One of those programs, the “Canada Emergency Wage Subsidy” (CEWS) was featured in a Globe and Mail article this week that was critical of members of our industry – asset management – for applying for and receiving CEWS funds.
We thought clients may have questions about Leith Wheeler’s potential role in this story, so today’s note is meant to clarify that Leith Wheeler did not apply for CEWS funds, nor have we applied for any other government funding program since the pandemic began.
We understand the motivation to shore up finances in the midst of the downturn, which temporarily erased over a third of the value from Canadian and US stock markets in February and March 2020. Asset managers earn fees on the market value of their clients’ investments, so declines like these can represent large decreases in expected revenue.

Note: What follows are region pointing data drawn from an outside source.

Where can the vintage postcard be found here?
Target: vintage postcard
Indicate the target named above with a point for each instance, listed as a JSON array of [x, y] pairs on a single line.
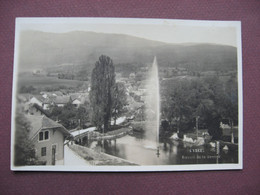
[[114, 94]]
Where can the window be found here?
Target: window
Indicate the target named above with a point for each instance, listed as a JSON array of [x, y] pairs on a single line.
[[43, 151], [40, 136], [44, 135]]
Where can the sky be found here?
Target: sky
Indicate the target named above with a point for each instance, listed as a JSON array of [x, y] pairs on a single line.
[[164, 30]]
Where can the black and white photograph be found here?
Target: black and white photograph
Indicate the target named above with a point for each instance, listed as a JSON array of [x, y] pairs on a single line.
[[122, 94]]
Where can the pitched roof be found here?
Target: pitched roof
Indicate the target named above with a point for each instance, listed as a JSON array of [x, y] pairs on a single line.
[[62, 99], [42, 122], [41, 109]]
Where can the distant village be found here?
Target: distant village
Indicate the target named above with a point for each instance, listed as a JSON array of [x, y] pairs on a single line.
[[49, 134]]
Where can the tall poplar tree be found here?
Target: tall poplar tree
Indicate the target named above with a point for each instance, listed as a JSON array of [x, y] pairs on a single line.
[[101, 94]]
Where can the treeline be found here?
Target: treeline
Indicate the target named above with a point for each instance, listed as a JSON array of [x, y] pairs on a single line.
[[209, 99]]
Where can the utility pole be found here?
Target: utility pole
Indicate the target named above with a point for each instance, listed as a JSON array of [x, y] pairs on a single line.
[[197, 125]]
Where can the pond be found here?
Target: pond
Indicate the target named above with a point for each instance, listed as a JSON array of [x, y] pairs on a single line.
[[144, 152]]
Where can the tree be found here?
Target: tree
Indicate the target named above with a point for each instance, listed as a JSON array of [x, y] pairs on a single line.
[[101, 94], [231, 104], [83, 115], [120, 100], [24, 153]]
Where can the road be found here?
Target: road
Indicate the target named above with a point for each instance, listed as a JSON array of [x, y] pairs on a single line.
[[73, 159]]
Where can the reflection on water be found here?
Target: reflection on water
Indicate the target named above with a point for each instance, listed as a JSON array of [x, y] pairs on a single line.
[[143, 152]]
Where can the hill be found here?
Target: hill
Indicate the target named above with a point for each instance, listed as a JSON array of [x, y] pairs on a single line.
[[42, 49]]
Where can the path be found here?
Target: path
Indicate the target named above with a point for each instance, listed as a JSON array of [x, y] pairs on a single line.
[[72, 159]]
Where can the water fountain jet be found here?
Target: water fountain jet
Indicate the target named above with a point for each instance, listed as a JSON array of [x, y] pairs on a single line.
[[152, 102]]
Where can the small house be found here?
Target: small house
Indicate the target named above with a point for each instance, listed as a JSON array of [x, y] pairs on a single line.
[[48, 138]]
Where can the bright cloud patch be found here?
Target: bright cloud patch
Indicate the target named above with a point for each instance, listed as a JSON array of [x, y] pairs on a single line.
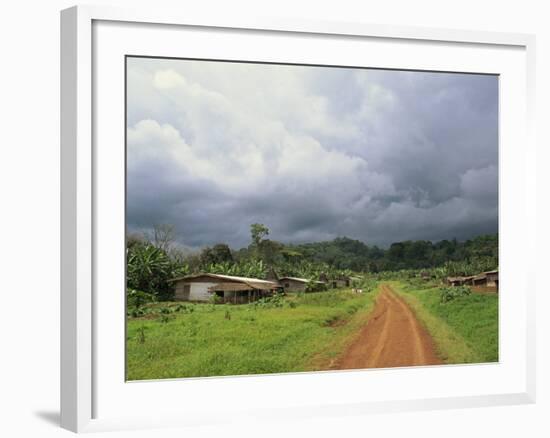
[[314, 153]]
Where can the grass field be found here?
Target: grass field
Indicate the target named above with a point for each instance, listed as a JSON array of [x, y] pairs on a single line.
[[303, 333], [465, 330]]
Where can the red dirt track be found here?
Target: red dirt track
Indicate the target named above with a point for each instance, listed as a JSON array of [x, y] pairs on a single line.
[[393, 337]]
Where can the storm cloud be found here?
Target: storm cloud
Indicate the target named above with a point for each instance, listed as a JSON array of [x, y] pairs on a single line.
[[312, 152]]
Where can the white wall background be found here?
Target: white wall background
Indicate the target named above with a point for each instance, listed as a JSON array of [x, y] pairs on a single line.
[[29, 215]]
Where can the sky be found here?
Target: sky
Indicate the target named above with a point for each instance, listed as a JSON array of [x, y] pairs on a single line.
[[313, 153]]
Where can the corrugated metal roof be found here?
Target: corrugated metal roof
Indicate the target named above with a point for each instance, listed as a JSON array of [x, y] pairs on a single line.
[[256, 283], [301, 280]]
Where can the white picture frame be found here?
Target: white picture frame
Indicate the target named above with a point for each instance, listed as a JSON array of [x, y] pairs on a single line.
[[84, 318]]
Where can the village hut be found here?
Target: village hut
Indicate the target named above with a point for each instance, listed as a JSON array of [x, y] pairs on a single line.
[[228, 289], [295, 284], [479, 280], [459, 281], [339, 282]]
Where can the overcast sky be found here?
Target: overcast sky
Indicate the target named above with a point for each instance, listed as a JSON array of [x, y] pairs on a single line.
[[312, 152]]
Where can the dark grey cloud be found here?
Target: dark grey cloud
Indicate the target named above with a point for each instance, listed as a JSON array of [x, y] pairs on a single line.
[[313, 153]]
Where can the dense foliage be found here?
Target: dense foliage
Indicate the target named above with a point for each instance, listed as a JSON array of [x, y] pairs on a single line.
[[152, 262]]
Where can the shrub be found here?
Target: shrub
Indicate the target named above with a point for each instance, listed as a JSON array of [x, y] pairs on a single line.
[[447, 294]]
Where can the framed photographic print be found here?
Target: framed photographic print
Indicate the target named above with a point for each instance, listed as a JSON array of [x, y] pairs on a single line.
[[252, 209]]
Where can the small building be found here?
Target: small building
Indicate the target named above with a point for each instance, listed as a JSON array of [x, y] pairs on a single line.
[[459, 281], [228, 288], [295, 284], [339, 282], [479, 280]]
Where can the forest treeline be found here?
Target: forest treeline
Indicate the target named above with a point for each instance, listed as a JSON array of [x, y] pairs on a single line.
[[152, 260]]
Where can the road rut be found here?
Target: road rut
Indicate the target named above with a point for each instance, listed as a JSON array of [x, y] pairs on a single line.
[[393, 337]]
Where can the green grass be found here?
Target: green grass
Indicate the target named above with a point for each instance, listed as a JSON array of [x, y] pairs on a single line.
[[216, 340], [465, 330]]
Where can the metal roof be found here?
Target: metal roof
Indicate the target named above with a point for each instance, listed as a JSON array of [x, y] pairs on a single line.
[[256, 283]]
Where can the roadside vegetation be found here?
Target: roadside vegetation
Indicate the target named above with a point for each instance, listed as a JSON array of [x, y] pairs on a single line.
[[299, 332], [304, 331], [463, 325]]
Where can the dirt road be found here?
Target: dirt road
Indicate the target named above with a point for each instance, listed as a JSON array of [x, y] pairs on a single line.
[[393, 337]]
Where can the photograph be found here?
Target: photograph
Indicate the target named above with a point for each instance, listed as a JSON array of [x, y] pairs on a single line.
[[285, 218]]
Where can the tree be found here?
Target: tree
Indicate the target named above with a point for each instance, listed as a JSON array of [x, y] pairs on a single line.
[[219, 253], [164, 236], [258, 232]]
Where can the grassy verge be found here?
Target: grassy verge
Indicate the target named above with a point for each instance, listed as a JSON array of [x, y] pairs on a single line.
[[465, 330], [302, 334]]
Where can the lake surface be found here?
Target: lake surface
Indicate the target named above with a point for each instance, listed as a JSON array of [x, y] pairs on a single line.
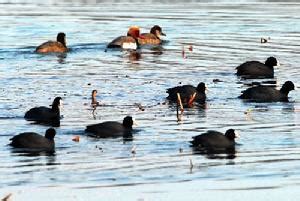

At Leith Wheeler, we take a long-term view with both our clients’ investments and the management of our business. Being owned by a wide breadth of our employees gives us the ability to make decisions with this in mind, even during times of crisis. As such, we opted against applying for government funding support, decreased our own compensation, and committed to protecting the jobs of our team. We are pleased we succeeded in maintaining full employment for our staff and delivering respectable gains for our clients in 2020, after both groups displayed such admirable commitment during the onset of the COVID crisis.
Even if market weakness had persisted, we feel confident our decision was aligned with our firm’s values of integrity, investment discipline, and independence as COVID put them to their most recent real test.